I’d first picked up Doctor Hudson’s Secret Journal, but that is not only like this but more so. A follow-up to Magnificent Obsession (a prequel written ten years after the first), it includes journal entries describing the doctor’s experiments with the Higher Power along with a related story, sort of. To be honest, reading this book (and starting the other) have made me not look forward to reading either Doctor Hudson’s Secret Journal or Disputed Passage any time in the near future. Which could be the next decade.
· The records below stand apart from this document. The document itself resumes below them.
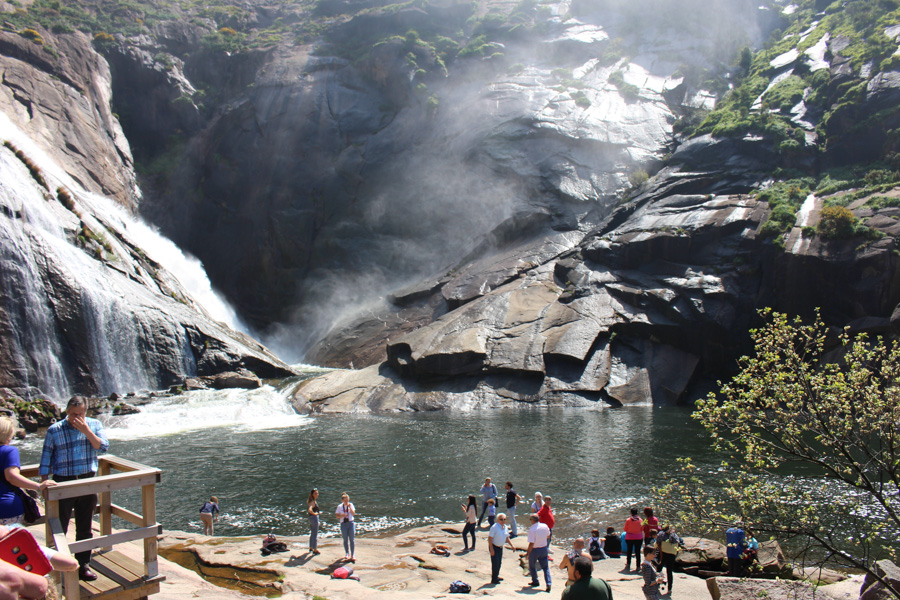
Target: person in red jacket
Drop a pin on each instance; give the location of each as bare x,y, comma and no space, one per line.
545,515
634,537
650,526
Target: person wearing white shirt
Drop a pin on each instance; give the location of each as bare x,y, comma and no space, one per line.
345,513
498,535
538,542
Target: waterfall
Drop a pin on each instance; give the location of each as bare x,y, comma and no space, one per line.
187,269
246,410
81,322
35,345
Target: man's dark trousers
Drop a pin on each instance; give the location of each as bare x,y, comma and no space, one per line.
83,507
496,559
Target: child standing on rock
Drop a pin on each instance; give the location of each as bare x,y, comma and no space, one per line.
652,579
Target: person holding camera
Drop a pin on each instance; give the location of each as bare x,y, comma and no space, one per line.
345,514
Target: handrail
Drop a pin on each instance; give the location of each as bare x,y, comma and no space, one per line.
131,475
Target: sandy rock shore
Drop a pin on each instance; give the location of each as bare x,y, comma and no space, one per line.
402,566
390,567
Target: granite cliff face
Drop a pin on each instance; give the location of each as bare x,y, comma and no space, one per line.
85,309
457,198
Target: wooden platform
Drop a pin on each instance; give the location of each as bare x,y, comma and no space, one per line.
119,576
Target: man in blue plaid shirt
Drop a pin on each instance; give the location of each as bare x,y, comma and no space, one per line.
71,447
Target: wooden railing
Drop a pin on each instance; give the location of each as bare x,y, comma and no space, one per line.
130,475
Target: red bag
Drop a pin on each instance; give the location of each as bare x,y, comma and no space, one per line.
342,573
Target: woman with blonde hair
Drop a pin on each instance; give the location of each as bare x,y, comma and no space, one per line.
209,512
11,509
346,514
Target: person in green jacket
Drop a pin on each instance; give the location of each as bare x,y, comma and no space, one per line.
585,586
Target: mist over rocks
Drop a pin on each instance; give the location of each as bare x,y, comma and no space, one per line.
653,305
475,204
322,176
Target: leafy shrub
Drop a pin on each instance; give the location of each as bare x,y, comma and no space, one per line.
881,176
836,222
878,202
33,35
784,198
786,93
35,171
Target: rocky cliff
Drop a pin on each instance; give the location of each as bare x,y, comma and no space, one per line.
484,203
85,308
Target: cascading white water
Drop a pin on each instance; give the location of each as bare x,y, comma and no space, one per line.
34,330
250,410
115,323
186,268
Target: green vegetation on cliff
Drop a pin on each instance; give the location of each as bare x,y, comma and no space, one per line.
822,58
790,405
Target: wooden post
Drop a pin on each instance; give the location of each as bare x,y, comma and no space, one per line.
148,500
52,509
105,503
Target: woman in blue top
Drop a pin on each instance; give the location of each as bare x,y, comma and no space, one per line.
11,509
209,512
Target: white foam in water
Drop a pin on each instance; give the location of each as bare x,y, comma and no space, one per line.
245,410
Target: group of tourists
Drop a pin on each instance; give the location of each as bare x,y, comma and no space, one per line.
71,449
653,547
660,545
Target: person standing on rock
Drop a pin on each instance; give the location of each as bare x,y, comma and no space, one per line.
538,547
345,514
670,544
568,561
634,537
209,512
312,511
498,535
471,519
652,579
488,492
585,586
735,545
650,526
11,508
71,448
546,514
512,498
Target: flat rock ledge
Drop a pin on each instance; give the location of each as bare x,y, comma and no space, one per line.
402,566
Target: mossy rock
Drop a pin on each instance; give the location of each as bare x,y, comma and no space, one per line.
32,414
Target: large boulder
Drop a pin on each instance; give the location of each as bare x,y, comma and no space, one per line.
732,588
873,589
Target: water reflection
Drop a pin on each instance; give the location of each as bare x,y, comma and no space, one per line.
405,470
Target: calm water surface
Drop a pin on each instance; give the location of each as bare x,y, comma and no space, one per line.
401,470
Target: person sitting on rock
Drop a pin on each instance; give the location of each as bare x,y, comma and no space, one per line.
568,561
595,546
585,586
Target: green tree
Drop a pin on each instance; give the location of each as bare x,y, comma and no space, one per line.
827,407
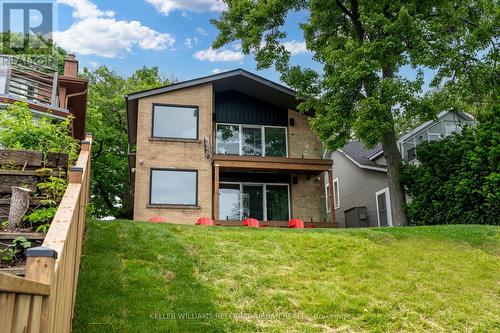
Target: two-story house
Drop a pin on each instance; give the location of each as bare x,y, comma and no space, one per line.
227,146
46,92
360,185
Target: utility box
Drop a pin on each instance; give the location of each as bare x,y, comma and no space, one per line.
356,217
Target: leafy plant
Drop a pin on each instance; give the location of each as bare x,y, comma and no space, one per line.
4,224
359,85
53,188
22,130
107,120
11,253
9,166
43,228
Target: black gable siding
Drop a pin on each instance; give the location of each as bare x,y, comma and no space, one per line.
235,107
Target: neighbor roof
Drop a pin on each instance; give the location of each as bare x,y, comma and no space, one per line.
360,155
238,79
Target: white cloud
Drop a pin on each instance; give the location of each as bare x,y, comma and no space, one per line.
295,47
99,33
166,6
219,55
85,8
201,31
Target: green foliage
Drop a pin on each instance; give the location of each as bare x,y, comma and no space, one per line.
362,48
458,178
12,252
107,120
41,51
4,225
22,130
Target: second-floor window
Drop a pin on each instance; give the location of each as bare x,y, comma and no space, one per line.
251,140
175,122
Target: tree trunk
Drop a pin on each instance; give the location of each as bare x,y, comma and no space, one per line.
396,190
19,204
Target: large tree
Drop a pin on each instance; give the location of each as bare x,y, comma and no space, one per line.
362,46
107,120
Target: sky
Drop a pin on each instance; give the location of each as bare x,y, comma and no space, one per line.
174,35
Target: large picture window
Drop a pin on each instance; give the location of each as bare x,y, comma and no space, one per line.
174,187
266,202
174,121
251,140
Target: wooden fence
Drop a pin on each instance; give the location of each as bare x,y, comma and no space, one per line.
44,300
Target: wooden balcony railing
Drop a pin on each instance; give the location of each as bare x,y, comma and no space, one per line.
44,300
28,81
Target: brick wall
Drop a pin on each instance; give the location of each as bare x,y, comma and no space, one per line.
178,155
302,142
308,199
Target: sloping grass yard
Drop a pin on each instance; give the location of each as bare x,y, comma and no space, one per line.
141,277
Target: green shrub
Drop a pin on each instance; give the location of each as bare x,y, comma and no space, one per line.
22,130
458,179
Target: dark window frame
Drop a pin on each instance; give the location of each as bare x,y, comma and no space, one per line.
177,106
151,170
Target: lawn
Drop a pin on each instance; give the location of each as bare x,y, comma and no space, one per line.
142,277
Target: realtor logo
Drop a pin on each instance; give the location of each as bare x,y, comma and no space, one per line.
27,26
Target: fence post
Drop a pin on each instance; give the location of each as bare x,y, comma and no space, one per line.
40,266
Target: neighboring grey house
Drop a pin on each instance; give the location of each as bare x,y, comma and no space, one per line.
360,176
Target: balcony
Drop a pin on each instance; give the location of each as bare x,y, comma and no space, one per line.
29,82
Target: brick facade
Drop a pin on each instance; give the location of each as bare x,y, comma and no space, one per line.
307,195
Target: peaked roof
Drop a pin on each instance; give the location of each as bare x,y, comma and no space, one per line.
238,80
360,155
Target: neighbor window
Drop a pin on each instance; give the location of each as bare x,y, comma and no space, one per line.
228,139
174,187
177,122
336,194
251,140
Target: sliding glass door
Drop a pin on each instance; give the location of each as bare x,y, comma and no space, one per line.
253,202
265,202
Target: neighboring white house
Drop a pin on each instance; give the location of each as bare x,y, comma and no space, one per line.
360,174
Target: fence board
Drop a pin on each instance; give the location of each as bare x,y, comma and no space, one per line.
44,300
17,157
21,313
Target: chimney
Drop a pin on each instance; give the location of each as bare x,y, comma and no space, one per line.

On the other hand, the book is an artifact that tells us in the 1930s, clergymen had to write books like this to convince the reading public to…. Well, one presumes to come to church, although no one in the book goes to church.

But the concerns then:

Last night, reading in her room, Adele had been stirred, alarmed, appalled, horrified. The world was quite evidently coming to an end; overpopulated, underfed, the last frontier occupied; eugenically deteriorating, its racial colors clashing, its nationalistic greeds mounting, its mind upset, its emotions unstable, its nerves frazzled. Adele herself would undoubtedly be alive–in terror and tatters–when the ultimate explosion was touched off.

Sadly, those of us who might feel similarly can take no solace in that this particular prophecy was fulfilled in World War II. Which only took six years of hot war and millions of dead before its end. Modern pessimists don’t feel as lucky.